Citation: Operative Dentistry 34, 6; 10.2341/09-012-L
The same steps were followed in Group 2, but after curing the bonding agent, a layer of flowable composite was placed as a liner on the floor and cured first. The thickness of the liner was about 1 mm, and for standardization, each tooth was weighed before and after the liner application to keep constant the weight of the liner (1 mg approximately). In Groups 3, 4 and 5, the same steps were followed as in Group 1, except that the composite was preheated before application to 37°C, 54°C and 68°C, respectively, with a chairside preheating device (Calset thermal assist unit, AdDent Inc, Danbury, CT, USA).

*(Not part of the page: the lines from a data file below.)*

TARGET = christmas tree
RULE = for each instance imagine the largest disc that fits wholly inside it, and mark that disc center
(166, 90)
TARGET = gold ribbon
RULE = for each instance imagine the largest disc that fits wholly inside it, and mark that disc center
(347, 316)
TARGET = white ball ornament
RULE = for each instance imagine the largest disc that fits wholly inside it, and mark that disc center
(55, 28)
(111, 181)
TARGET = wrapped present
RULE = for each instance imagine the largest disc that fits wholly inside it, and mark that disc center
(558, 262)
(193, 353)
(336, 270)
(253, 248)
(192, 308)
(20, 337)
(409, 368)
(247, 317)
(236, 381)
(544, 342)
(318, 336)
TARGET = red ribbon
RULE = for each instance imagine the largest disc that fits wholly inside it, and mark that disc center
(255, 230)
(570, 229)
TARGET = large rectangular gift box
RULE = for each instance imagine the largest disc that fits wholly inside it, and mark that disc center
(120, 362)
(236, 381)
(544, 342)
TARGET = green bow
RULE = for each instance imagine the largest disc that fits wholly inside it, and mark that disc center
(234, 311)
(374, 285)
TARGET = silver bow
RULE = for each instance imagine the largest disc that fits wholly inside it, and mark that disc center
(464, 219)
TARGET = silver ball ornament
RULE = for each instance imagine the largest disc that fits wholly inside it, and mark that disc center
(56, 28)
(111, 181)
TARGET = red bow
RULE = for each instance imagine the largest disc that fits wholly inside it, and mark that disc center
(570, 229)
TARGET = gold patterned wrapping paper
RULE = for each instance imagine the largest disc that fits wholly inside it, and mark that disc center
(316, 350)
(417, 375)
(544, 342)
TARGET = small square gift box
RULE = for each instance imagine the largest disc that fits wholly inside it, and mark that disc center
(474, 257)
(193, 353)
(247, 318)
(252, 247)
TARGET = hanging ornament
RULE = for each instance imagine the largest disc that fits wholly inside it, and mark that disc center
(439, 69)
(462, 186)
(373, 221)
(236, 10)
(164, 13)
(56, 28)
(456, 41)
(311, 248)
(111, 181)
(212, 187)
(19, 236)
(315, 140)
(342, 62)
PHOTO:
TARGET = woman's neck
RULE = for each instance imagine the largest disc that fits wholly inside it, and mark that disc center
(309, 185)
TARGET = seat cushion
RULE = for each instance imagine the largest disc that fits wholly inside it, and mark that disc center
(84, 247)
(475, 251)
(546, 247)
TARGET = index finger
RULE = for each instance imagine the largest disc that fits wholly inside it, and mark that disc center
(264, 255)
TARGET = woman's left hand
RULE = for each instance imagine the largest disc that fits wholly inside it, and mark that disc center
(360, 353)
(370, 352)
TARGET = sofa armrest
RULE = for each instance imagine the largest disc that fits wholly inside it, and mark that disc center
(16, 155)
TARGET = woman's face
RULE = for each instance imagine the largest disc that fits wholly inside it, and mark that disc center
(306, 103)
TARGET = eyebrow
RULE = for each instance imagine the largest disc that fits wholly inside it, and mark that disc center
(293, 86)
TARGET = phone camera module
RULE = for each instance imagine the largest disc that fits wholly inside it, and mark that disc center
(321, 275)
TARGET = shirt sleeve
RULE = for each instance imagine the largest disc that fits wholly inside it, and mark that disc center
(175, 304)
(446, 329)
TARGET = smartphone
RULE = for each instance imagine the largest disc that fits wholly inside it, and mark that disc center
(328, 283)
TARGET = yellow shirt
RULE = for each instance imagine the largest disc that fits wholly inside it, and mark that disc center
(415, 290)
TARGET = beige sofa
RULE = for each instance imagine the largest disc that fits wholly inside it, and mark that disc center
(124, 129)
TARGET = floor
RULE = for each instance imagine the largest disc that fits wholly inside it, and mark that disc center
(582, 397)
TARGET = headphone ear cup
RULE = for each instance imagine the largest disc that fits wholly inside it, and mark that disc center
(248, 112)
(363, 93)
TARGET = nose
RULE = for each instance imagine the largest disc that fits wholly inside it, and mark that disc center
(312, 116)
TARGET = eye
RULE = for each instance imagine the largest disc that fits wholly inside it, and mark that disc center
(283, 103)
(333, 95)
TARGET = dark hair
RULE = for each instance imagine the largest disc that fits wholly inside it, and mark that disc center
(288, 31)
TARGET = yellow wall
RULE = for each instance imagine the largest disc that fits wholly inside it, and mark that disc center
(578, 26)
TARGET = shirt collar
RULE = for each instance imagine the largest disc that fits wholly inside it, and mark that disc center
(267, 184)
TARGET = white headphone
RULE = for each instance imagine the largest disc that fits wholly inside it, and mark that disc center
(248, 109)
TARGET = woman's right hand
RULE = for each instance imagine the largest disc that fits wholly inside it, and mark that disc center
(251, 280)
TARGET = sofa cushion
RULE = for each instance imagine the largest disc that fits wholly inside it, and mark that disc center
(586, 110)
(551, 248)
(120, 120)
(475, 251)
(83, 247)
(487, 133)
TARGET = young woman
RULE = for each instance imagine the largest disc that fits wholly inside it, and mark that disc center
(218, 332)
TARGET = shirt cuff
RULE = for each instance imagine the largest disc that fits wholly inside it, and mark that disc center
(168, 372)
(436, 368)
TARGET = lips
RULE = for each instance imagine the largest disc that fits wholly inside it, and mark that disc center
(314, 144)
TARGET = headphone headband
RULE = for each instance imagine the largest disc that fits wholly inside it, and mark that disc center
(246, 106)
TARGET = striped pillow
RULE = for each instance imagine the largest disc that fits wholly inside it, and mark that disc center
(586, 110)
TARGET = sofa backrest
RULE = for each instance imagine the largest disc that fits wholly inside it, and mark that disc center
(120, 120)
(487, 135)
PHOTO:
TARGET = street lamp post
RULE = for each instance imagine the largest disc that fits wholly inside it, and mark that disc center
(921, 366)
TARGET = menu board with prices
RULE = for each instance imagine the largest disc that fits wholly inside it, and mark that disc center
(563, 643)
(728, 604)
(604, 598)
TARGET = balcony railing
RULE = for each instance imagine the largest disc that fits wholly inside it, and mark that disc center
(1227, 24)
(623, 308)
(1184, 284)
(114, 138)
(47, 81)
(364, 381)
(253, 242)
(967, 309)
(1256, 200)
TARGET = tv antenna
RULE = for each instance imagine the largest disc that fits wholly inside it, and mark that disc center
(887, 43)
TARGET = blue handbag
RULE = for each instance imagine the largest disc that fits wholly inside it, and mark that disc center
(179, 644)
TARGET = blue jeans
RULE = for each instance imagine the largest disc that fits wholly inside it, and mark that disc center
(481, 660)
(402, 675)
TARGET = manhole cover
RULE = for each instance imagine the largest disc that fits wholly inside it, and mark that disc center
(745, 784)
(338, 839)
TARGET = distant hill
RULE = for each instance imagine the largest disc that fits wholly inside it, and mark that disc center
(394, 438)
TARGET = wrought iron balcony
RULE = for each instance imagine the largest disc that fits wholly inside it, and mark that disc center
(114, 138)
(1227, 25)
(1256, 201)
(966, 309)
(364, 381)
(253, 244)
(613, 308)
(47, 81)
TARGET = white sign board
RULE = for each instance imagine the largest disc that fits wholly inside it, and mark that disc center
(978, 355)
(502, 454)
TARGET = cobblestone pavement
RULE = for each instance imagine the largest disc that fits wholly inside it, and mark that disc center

Warming the compule in the Calset unit took about 10 minutes. Once the desired temperature was reached, the heated compule was loaded into the syringe gun and the composite was applied in two increments into the cavity, where each increment was cured for 40 seconds. The compule was then returned to the Calset unit after application of the first increment to avoid temperature loss during curing of the first increment.
Cuspal movement was calculated at room temperature for each tooth by measuring the intercuspal distance between the indexed cusp tips using a stereomicroscope (Olympus-SZ-PT, Japan) with a 6.7× magnificatio,. Special computer software was used (Image J 1.34, NIH, USA), to draw two lines tangential to the indentations on the computer screen; the distance between the two lines was measured before tooth restoration and five minutes after applying and curing the composite as shown in Figure 2. The cuspal movement was calculated from the difference between the two measurements. The teeth were then kept in water at room temperature for 24 hours and the distance between the cusp tips was measured again. This third measurement was done to determine the degree of stress relaxation in the cusps.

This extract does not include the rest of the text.